Often a tenant will comparison shop for just the right space in a building, only to find that the building with the ideal location and available space does not have the space built out as the tenant requires. Either the landlord or tenant has to build out the space to make it work for the tenant’s intended purposes. Too often however, the lease or offer to lease negotiations surrounding the construction or alteration of the existing premises focus only on the most obviously required installations or changes to the physical structure of the premises (such as lighting, painting, installation of demising walls, etc.) and who will pay for those alterations. However, tenants would be wise to consider and perhaps negotiate a number of related issues that will help ensure the space will look and be capable of being used as intended. A few of those issues are discussed below.

  1. Base Building Systems – Availability and Capacity

One issue often overlooked is the existence and capacity of building systems, as they are hidden from view. These items can be of critical importance to a tenant that may require them to operate its permitted use the way it intends. Consider for example a tenant that intends to operate a printing business but finds out during its fixturing period that the electrical capacity of the premises is not great enough for its printing business (the space was previously used as basic office space). While it could involve only an inexpensive fix to increase the electrical capacity from 100 amps to 200 amps, if the electrical distribution system in the building is very old, it may be impossible to increase the available electrical capacity to the premises without reallocating it from other premises or rewiring the building and not just the premises. Tenants should be mindful of what their intended use will be and determine what building systems are necessary and in what capacity (with professional assistance if necessary). In many cases (particularly where the intended use of the premises will be different from the previous use), it may be advisable for a tenant to obtain a representation and warranty from the landlord in respect of the availability of the systems required and the capacity of those systems.

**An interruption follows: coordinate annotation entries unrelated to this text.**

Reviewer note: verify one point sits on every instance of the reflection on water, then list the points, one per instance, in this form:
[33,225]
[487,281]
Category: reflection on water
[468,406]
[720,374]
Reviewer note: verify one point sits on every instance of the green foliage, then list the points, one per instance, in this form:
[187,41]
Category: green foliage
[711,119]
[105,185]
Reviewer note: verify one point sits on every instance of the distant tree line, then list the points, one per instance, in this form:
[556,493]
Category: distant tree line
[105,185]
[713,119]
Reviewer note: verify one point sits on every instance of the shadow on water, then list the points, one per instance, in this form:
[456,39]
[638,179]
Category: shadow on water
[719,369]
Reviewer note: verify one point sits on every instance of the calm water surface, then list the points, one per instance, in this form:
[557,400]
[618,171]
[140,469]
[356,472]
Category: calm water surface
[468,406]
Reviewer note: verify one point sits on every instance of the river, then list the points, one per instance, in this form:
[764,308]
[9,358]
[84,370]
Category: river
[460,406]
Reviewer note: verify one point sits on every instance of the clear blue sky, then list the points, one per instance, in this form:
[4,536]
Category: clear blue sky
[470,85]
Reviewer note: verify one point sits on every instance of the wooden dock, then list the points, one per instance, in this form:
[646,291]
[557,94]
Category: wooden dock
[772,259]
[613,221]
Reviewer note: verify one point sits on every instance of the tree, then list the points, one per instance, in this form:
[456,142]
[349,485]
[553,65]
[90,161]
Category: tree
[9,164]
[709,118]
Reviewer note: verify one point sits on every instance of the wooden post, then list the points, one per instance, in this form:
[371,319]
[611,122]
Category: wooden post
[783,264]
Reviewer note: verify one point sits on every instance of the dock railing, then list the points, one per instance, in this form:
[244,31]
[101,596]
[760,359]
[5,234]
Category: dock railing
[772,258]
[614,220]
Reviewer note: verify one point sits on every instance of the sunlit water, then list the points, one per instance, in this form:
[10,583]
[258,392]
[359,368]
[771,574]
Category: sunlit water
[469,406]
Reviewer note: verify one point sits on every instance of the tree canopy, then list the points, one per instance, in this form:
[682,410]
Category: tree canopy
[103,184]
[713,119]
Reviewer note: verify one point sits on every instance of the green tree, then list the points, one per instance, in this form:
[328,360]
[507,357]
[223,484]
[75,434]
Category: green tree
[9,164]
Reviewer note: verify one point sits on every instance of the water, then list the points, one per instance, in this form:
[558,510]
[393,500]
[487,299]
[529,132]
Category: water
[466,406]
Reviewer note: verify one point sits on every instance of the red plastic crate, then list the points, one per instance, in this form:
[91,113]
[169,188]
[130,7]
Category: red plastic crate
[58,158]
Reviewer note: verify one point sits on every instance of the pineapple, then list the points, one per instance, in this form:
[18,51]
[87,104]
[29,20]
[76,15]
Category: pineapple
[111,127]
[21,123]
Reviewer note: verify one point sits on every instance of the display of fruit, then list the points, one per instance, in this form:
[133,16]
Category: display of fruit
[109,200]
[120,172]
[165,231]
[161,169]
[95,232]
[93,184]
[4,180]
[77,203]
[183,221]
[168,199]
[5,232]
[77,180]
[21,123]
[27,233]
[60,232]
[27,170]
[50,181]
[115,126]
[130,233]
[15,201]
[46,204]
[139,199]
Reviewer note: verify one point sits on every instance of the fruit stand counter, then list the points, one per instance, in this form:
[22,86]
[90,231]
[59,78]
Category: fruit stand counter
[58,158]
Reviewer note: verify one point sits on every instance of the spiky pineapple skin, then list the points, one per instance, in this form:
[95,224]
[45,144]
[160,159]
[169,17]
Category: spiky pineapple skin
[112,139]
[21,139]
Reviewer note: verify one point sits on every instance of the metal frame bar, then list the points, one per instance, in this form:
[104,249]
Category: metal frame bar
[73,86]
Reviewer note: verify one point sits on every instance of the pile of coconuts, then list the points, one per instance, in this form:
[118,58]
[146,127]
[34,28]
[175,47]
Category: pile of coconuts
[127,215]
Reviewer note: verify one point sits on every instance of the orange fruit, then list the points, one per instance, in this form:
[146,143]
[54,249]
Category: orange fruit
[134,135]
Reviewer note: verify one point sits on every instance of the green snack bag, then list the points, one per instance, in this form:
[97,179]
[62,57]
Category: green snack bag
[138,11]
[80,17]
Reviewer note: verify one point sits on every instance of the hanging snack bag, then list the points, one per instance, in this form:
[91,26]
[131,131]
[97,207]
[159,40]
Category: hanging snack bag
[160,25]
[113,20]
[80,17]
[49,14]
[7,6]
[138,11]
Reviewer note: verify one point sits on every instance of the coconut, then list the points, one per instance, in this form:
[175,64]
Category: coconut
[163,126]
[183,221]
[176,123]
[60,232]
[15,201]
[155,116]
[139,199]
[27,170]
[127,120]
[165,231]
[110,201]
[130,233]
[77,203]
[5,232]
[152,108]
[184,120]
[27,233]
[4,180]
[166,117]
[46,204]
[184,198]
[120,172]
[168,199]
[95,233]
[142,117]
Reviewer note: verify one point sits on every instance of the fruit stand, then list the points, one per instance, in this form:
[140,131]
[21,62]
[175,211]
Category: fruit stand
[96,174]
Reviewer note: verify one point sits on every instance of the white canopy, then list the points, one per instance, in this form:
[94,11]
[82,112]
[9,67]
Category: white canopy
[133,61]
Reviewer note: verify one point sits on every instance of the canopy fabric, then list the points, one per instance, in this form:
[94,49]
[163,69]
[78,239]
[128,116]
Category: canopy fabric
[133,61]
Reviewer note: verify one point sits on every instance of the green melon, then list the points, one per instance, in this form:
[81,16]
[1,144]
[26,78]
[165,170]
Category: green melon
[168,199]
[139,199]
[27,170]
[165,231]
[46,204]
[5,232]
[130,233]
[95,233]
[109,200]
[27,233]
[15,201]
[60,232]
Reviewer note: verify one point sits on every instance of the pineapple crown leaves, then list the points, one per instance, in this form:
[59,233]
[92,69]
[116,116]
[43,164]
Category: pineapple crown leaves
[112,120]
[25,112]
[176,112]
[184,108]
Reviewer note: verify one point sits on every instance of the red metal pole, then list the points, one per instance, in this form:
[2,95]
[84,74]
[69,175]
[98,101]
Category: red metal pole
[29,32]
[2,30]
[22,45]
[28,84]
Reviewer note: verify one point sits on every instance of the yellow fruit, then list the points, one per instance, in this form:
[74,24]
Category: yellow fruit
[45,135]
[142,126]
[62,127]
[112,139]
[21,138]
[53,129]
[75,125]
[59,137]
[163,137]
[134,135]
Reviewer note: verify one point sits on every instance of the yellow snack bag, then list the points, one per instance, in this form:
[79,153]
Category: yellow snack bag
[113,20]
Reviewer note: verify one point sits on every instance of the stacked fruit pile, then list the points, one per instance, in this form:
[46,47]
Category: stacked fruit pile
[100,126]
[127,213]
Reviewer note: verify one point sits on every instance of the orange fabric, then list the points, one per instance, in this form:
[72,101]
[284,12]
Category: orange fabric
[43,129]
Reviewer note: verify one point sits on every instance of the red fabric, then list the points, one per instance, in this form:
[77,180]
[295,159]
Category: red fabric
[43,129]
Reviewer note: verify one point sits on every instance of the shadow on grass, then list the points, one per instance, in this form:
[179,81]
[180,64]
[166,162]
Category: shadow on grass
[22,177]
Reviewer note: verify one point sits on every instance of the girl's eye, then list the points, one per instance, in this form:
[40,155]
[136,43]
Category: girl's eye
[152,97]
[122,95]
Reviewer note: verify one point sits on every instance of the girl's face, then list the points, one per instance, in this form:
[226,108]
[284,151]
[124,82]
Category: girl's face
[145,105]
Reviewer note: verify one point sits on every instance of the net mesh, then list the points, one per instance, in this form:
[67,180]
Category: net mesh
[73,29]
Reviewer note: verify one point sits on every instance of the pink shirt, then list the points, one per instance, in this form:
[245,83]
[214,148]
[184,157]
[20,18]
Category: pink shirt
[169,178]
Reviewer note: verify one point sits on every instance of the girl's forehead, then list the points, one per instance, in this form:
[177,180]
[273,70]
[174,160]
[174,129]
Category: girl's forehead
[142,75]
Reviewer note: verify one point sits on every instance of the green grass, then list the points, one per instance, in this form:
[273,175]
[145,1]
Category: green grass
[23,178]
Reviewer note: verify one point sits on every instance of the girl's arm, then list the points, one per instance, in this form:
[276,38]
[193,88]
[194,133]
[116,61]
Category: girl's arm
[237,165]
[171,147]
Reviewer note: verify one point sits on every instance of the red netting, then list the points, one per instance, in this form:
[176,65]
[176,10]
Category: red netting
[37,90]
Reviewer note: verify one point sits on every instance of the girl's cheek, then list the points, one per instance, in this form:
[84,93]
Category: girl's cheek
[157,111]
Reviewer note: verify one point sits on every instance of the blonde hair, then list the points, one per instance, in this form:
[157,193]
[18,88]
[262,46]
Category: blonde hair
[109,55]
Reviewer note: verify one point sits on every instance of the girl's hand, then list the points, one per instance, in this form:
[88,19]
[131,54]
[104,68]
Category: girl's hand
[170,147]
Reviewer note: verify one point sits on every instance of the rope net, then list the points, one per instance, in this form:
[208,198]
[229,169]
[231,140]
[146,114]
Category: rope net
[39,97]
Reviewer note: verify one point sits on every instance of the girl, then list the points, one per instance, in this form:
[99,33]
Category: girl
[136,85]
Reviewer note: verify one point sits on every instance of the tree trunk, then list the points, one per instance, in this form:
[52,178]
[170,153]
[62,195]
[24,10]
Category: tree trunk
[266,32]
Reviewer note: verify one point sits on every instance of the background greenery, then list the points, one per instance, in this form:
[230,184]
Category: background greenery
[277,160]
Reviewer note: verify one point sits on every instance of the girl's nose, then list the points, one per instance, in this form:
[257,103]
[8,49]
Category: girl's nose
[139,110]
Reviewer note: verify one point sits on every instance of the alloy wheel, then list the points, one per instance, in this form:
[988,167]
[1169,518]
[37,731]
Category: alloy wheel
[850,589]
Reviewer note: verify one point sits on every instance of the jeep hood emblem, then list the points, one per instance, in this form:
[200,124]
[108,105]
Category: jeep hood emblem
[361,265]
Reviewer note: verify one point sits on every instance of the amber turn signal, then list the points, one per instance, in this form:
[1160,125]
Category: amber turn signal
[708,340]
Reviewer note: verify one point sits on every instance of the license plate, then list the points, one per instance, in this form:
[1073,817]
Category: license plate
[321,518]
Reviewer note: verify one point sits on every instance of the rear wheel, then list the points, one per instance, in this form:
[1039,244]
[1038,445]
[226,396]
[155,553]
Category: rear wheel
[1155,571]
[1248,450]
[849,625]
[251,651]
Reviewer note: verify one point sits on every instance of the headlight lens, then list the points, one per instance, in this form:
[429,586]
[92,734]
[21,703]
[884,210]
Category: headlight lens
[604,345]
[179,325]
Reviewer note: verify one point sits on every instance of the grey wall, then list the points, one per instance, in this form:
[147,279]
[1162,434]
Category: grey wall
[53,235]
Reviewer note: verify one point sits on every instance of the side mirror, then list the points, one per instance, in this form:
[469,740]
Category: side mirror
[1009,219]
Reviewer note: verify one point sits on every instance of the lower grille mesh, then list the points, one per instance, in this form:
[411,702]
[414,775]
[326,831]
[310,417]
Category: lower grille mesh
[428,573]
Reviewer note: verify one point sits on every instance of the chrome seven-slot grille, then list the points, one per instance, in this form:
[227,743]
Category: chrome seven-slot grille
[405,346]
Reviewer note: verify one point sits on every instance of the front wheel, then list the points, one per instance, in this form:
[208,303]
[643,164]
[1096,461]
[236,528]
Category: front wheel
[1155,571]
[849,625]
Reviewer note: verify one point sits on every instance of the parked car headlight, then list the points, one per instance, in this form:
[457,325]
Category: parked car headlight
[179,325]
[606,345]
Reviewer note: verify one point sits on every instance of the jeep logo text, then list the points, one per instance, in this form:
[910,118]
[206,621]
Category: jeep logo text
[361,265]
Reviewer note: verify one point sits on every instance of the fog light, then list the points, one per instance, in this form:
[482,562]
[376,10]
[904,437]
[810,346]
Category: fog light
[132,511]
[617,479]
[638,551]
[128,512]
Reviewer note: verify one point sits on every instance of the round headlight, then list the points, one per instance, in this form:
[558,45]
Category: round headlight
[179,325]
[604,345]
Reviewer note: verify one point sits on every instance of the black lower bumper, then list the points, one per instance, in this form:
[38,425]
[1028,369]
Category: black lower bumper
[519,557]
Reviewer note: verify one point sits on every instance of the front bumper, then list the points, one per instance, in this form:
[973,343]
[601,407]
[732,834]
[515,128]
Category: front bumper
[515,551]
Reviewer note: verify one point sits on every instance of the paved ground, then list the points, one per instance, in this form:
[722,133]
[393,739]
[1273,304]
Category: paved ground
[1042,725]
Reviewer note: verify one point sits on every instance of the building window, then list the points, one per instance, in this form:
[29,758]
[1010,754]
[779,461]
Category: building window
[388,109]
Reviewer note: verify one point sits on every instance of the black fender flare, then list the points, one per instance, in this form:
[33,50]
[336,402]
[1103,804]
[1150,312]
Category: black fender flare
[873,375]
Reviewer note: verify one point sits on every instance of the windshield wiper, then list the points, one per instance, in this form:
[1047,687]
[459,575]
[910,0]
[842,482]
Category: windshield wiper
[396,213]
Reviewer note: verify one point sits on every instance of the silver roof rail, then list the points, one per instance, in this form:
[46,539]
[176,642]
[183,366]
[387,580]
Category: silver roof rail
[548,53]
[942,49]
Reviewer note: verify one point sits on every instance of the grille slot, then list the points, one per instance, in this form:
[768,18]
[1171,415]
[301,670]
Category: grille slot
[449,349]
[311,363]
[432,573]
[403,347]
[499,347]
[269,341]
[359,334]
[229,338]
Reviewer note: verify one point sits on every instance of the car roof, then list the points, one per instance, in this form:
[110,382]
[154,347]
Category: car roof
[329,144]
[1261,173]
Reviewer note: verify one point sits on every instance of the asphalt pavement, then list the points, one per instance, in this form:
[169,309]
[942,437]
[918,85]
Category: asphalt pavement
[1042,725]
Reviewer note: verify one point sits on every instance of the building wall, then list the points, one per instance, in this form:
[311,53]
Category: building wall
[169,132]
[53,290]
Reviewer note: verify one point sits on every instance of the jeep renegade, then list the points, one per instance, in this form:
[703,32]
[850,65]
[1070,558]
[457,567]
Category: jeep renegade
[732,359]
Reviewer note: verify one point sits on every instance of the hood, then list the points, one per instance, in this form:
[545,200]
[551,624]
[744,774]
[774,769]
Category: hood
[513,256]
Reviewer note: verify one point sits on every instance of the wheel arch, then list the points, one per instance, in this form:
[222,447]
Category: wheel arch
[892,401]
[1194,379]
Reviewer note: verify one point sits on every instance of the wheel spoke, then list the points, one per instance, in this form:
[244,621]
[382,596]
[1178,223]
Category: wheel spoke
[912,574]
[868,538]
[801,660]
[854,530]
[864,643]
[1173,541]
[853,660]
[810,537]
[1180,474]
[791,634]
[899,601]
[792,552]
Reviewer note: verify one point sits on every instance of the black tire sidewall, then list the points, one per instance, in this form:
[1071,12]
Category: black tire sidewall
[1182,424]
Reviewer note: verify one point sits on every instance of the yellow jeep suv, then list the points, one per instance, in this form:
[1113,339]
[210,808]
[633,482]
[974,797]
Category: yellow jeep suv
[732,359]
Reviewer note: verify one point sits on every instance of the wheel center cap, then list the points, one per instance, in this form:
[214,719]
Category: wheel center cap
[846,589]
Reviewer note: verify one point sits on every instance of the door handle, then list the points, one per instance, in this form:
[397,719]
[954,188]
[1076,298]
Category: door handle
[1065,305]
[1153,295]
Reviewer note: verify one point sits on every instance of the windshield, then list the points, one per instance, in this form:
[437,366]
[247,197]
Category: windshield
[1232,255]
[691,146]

  1. Landlord’s Work: Inclusiveness and Specificity

Although many tenants negotiate certain work they expect the landlord to perform in the premises (whether that is turn-key where no tenant’s work is required, or something less), it is critical for a tenant to ensure that any landlord’s work it desires to be performed is described inclusively, in detail and with specificity. If you do not include specific details or, worse yet, a particular item of work that you expect, you should anticipate not getting it (except at your sole cost). Further, although many tenants will remember to be exhaustive in listing the landlord’s work, often tenants do not incorporate standards required for that work. If you forget to add specific standards, you may receive a low standard. If you fail to ensure that certain alterations will be in particular locations, you may not get to choose where exactly they will go. The moral here is to ensure the landlord’s work includes everything you intended, is very detailed and includes standards where applicable. Ideally a tenant (where enough leverage exists) should be able to inspect the premises and the work performed and it should be to the tenant’s reasonable satisfaction, particularly where the tenant is essentially paying for the cost of the work amortized into the rent over the term. Many tenants avoid surprises by providing the landlord with the plans and specifications it expects to be used. This can go a long way in avoiding expensive surprises.

  1. Special Requirements in Doing Tenant’s Work

There can be a number of factors that can affect tenant’s work and make it more expensive and/or time consuming. Are there restrictions on the days or times when work can be done and the noise level? For example, will the landlord only allow the tenant’s work or particular work to be done on weekends or outside "normal business hours" and if so, what are those normal business hours? Will you require use of some of the parking lot for equipment and vehicles while the work is being performed? You may want to ask if there is anything unusual about the building (e.g. although rare, there could be asbestos, which requires more care be taken and potentially require its removal if it must be disturbed). If you spend the few minutes considering how the work will get done and asking the landlord questions about the process and the building itself, you may be able to save yourself time and/or money by negotiating those issues, or at least have a better idea of what to expect during the process.

These are just a few of the additional issues to be considered and potentially negotiated when constructing or altering existing premises. As you can see, unwanted surprises and expense can be avoided by being diligent and specific in negotiating the terms and conditions of the offer to lease or lease surrounding construction of the premises.